Of 428 eligible patients, 232 (54%) patients responded to the survey. Of those, 146 reported using at least one type of CAM for their rheumatologic condition.

Chiropractic Services was at the top of the list of alternative forms of care ever used, with nearly 31% (45 of 146) trying chiropractic care at least once (please see graph on the front page). It was followed by: copper bracelets or magnets; herbal therapies; electrical stimulators; vinegar preparations; diet supplements; and other treatments.

Among forms of CAM that were “regularly used” by those who had tried it, Chiropractic Services came in second behind herbal therapies, followed by: copper bracelets and magnets; electric stimulators; diet supplements; and other treatments.

But perhaps the most telling factor in the study was which forms of CAM patients found “helpful.” Seventy-three percent of patients who had tried Chiropractic Services (33 of 45) found it to be helpful, placing chiropractic second percentage-wise behind spiritual healing. Special diets was ranked third, followed by acupuncture; salves; electrical stimulators; and herbal therapies. The rest of the CAM treatments were found to be “helpful” by fewer than 50% of the people who tried them.

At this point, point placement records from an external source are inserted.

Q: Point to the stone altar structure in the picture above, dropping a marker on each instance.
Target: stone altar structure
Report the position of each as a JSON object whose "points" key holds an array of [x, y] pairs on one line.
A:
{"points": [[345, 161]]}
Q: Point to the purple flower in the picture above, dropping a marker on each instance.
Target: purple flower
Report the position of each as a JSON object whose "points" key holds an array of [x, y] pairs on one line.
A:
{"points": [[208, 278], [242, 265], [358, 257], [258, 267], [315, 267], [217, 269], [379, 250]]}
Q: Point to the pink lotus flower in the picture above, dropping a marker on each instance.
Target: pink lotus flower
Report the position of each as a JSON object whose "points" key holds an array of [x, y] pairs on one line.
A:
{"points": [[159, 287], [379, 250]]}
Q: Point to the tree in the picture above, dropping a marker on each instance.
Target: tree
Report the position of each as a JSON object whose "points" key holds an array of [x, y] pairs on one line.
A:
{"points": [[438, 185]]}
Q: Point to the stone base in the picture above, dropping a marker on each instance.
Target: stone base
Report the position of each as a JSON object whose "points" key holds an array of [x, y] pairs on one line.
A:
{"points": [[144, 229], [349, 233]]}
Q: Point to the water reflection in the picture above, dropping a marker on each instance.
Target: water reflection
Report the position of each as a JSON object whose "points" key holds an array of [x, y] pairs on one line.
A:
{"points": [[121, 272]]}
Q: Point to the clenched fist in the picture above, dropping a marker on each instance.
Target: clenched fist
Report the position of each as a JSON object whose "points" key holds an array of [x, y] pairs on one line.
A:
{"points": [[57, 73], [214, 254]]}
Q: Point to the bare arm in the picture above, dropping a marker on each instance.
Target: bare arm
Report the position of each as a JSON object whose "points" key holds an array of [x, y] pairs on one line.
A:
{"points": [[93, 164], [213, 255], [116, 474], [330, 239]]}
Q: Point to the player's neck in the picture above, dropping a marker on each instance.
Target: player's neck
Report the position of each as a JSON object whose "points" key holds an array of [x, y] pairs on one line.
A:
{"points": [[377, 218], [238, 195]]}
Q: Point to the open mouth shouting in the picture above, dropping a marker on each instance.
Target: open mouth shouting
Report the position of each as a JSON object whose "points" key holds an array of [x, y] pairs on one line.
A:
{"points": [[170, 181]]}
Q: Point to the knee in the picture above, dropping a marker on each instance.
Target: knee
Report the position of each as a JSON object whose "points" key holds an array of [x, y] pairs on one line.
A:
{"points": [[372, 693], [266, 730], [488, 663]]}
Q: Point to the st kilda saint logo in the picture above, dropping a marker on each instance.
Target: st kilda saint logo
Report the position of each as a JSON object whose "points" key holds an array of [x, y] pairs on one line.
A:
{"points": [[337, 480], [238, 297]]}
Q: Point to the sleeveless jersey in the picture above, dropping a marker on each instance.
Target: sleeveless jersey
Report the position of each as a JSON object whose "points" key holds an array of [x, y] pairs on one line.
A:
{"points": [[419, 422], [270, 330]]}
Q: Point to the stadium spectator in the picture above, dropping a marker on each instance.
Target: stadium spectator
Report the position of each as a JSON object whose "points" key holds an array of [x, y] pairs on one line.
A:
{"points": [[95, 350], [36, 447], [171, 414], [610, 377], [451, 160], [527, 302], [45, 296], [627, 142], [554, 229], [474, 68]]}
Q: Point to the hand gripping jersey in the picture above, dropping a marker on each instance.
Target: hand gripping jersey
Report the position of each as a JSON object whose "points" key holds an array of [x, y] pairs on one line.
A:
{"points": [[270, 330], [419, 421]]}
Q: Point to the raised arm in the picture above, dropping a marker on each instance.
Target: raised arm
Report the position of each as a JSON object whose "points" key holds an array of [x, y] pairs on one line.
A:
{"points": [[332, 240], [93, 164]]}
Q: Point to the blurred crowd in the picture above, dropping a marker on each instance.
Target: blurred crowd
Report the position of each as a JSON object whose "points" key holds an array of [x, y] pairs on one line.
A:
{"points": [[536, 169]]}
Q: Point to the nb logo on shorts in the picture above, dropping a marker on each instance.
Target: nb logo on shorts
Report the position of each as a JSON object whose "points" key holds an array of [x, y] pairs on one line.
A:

An additional aspect of this study was the effort to determine why these arthritic patients chose CAM and why they did, or did not, inform their medical physician:

Interestingly enough, still only 45% of the patients told their physicians about CAM use for their arthritic conditions. But it was also refreshing to see that 71% of the rheumatologists said it was “OK” for their patients to use CAM. The reasons why these patients chose CAM are somewhat typical: to control pain; because they’ve heard it will help; because it’s safe; because it helped someone they know; and because their prescribed medication isn’t working. Sixty-three percent of the patients in this study reported using CAM at least once, and over 90% of them were doing so on a regular basis. This would eq-uate to 57% of all arthritic patients using CAM on a regular basis.

With such a high percentage of regular adult arthritic patients using CAM, and with Chiropractic Services being the most popular and considered the most helpful (behind spiritual healing), one has to wonder if this trend shouldn’t be considered by the health care establishment (particularly the managed care companies) and the insurance companies who set policy about what they will and won’t pay for. If patients find another form of care helpful, particularly if their prescribed medication isn’t working, shouldn’t it be reimbursed for?